For her "distinguished contributions in the general field of psychiatry and mental health," Dr. Jarvik was the first recipient of the American College of Physicians William C. Menninger Memorial Award in 1993. She was also the first woman psychiatrist, and the second woman ever appointed a distinguished physician by the U.S. Department of Veterans Affairs, a title she held from 1987 to 1993, after which she became emeritus.



Question and Answer

What was my biggest obstacle?

Trying to get into medical school was my biggest obstacle. I was a woman; we didn't have any money; and I was a refugee—a fatal combination at the time if you wanted to go to medical school. I decided that since it was impossible to get into medical school, that I would get my Ph.D. first. I received my Ph.D. in psychology from Columbia University. I was able to work my way through my Ph.D. with a full-time job. After that I got into medical school.

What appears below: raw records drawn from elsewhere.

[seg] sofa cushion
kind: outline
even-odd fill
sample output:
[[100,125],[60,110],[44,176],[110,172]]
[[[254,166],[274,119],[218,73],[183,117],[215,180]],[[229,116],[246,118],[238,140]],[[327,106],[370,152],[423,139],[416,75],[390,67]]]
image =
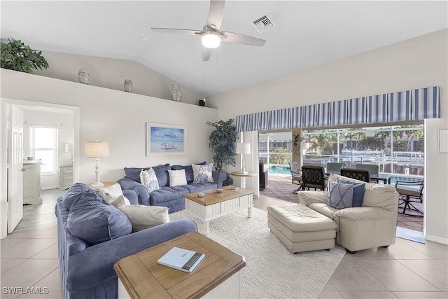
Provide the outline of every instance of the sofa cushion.
[[[96,194],[92,188],[85,183],[76,183],[72,185],[64,195],[62,195],[62,202],[64,202],[65,208],[70,210],[74,201],[80,197],[85,192],[91,192]],[[102,200],[100,197],[98,198],[95,197],[95,198],[97,198],[99,201]]]
[[398,204],[398,197],[392,185],[366,184],[363,207],[379,207],[394,211]]
[[353,207],[353,185],[334,181],[328,182],[328,199],[327,204],[335,209]]
[[169,186],[169,174],[168,170],[171,170],[171,165],[165,164],[164,165],[154,166],[152,167],[157,176],[157,180],[159,181],[160,187]]
[[[196,165],[205,165],[207,162],[206,161],[202,162],[200,163],[197,163]],[[193,167],[191,165],[173,165],[171,167],[173,170],[181,170],[185,169],[185,175],[187,178],[187,183],[190,183],[193,182],[194,175],[193,175]]]
[[353,185],[353,207],[359,207],[363,205],[365,183],[356,183],[351,181],[337,178],[337,182]]
[[160,188],[155,172],[152,167],[150,167],[148,170],[141,169],[140,172],[140,181],[150,193]]
[[192,164],[193,169],[193,183],[213,181],[213,163],[206,165],[195,165]]
[[334,207],[329,206],[325,202],[314,202],[312,204],[309,204],[308,207],[321,213],[322,215],[326,216],[331,219],[334,219],[335,213],[336,213],[337,211],[340,211],[337,209],[335,209]]
[[169,186],[183,186],[187,184],[187,178],[185,175],[185,169],[168,170],[169,175]]
[[67,218],[71,235],[94,245],[130,234],[132,225],[126,215],[92,191],[80,193],[71,205]]
[[189,193],[188,189],[184,186],[162,187],[150,193],[149,202],[150,204],[164,205],[164,202],[182,198],[184,194]]
[[98,191],[98,193],[106,202],[114,207],[116,207],[119,202],[124,202],[122,204],[131,204],[129,200],[123,195],[121,186],[118,183],[111,185],[108,187],[102,188],[99,189],[99,191]]
[[119,205],[118,209],[125,213],[131,221],[132,232],[138,232],[169,222],[167,207],[144,204]]

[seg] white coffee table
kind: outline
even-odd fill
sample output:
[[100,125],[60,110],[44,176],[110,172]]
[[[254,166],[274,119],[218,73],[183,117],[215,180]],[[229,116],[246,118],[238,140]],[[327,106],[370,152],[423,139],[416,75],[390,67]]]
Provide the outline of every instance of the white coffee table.
[[234,213],[247,208],[247,216],[252,216],[253,191],[232,186],[223,188],[223,192],[218,193],[216,189],[205,190],[204,197],[197,193],[186,194],[186,209],[204,221],[204,235],[209,235],[209,221],[224,215]]

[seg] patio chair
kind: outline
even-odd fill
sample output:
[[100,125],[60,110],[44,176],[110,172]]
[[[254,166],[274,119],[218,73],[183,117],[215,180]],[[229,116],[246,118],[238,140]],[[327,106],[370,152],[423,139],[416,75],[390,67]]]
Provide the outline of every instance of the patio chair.
[[423,180],[417,181],[397,181],[395,188],[398,193],[398,213],[407,216],[422,216],[423,211],[417,209],[412,202],[423,203]]
[[344,163],[337,163],[335,162],[327,162],[327,172],[331,173],[332,172],[337,172],[339,174],[339,171],[341,168],[346,167],[346,165]]
[[310,188],[325,190],[327,188],[325,169],[322,166],[302,167],[302,190]]
[[[378,174],[379,173],[379,165],[376,165],[374,164],[356,164],[355,165],[355,168],[357,169],[368,169],[370,172],[370,174]],[[375,179],[370,178],[371,181],[374,181],[375,183],[378,183],[378,180]]]
[[293,184],[299,185],[299,188],[293,191],[293,193],[295,193],[299,190],[302,189],[302,173],[300,172],[300,169],[299,169],[299,165],[297,164],[297,162],[292,162],[289,163],[289,168],[291,170]]
[[355,168],[341,168],[341,175],[359,181],[370,182],[370,172],[368,169],[357,169]]

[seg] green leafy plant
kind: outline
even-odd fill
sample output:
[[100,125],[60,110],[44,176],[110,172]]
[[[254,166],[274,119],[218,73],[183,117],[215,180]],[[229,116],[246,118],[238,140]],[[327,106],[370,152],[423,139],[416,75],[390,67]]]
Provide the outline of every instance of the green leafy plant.
[[215,127],[209,137],[209,147],[211,148],[212,158],[215,169],[227,174],[225,184],[231,185],[233,179],[227,171],[227,165],[235,166],[235,142],[237,130],[233,125],[234,120],[227,121],[220,120],[217,122],[207,122],[207,125]]
[[31,49],[20,39],[8,38],[8,41],[1,42],[2,68],[29,74],[33,74],[33,69],[48,68],[42,51]]

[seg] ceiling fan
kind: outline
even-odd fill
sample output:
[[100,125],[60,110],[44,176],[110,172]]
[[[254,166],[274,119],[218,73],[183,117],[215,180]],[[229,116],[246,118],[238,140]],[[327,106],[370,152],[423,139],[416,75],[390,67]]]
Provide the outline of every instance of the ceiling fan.
[[266,43],[264,39],[239,33],[219,31],[223,22],[225,3],[225,0],[210,0],[210,10],[207,17],[207,23],[204,26],[202,30],[174,28],[151,28],[151,29],[158,32],[179,33],[202,36],[202,61],[209,61],[211,56],[211,49],[218,48],[221,41],[244,45],[264,46],[265,43]]

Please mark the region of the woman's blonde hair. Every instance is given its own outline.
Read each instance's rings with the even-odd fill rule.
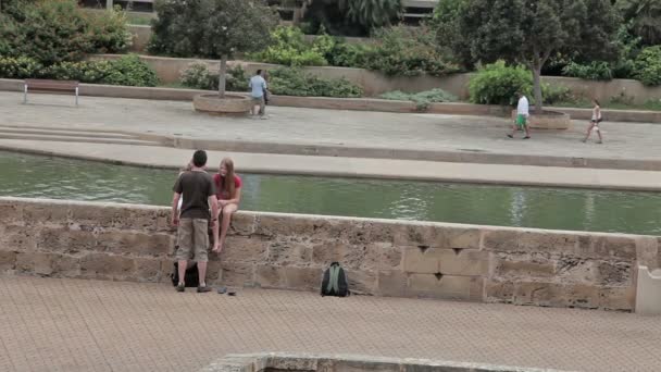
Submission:
[[[221,185],[220,188],[222,191],[227,193],[227,195],[229,196],[229,199],[235,197],[235,193],[236,193],[236,184],[234,182],[234,161],[232,161],[232,159],[229,158],[224,158],[221,161],[221,166],[219,166],[219,174],[221,173],[221,168],[223,168],[223,164],[225,164],[225,168],[227,169],[227,174],[225,174],[225,176],[221,176]]]

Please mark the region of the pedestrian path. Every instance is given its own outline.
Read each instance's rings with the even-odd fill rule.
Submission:
[[[0,149],[58,154],[112,163],[179,169],[192,150],[160,146],[92,144],[0,139]],[[221,159],[232,157],[242,173],[298,174],[340,177],[369,177],[504,184],[661,190],[661,172],[510,164],[478,164],[365,159],[305,157],[270,153],[209,151],[209,165],[217,168]]]
[[[8,275],[0,298],[0,371],[196,371],[260,351],[661,370],[660,319],[631,313]]]

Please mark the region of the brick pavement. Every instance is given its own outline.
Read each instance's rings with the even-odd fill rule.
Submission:
[[[602,159],[661,159],[660,124],[601,125],[604,145],[583,144],[587,123],[565,132],[536,131],[533,140],[509,140],[509,121],[499,117],[400,114],[270,107],[267,121],[196,113],[190,102],[35,95],[21,104],[18,92],[0,91],[0,125],[123,129],[209,140],[262,144],[374,147],[460,153],[563,156]]]
[[[661,319],[507,305],[0,276],[0,371],[194,371],[233,352],[661,370]]]

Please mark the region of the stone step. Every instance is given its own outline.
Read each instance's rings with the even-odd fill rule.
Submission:
[[[78,129],[51,129],[51,128],[16,128],[0,126],[0,134],[11,135],[45,135],[45,136],[67,136],[67,137],[86,137],[86,138],[120,138],[120,139],[136,139],[135,135],[113,133],[113,132],[93,132]]]
[[[2,139],[25,139],[25,140],[45,140],[45,141],[64,141],[64,142],[88,142],[88,144],[113,144],[113,145],[138,145],[138,146],[163,146],[160,142],[151,140],[141,140],[135,138],[104,138],[104,137],[82,137],[82,136],[58,136],[42,134],[13,134],[0,132]]]

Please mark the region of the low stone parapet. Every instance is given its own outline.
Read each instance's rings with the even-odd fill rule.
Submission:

How do I make a difference?

I make a difference in two ways. First, through my research and research findings. And second, through mentoring students, trainees, and fellows. While I have not exclusively concentrated on mentoring women, I have certainly tried to find women for whom I could be helpful in their careers. As far as mentoring is concerned, I think I have made a big difference in the careers of many women. I was able to do so because I could share with them the sophisticated understanding and useful strategies I had learned from my husband, Murray Jarvik, and his colleagues in the "old boys network" that dominated science and academia.

Who was my mentor?

As I said, my uncle was my earliest mentor. In addition, Dr. Franz Kallmann, one of the founders of psychiatric genetics, was my mentor. I worked for him in the twin studies while I was studying for my Ph.D. and while I was in medical school. Among early human geneticists, Dr. Kallmann was a very powerful figure.

How has my career evolved over time?

Certainly when I was very young, I saw myself as a family physician. I never thought of academic medicine, even in medical school. I had a rotating internship rather than any particular specialty. Yet somehow I drifted into academia. I guess because I had a research background and knew about research. People would tell me that it was a waste if I didn't use that. Opportunities became available. And I spent my life in academic medicine and medical education without ever having a private practice. And most important of all, I was able to pursue my career thanks to the love and support of my family—my husband and children who tolerated my absences, and my mother who stepped in whenever I was out, or just needed help.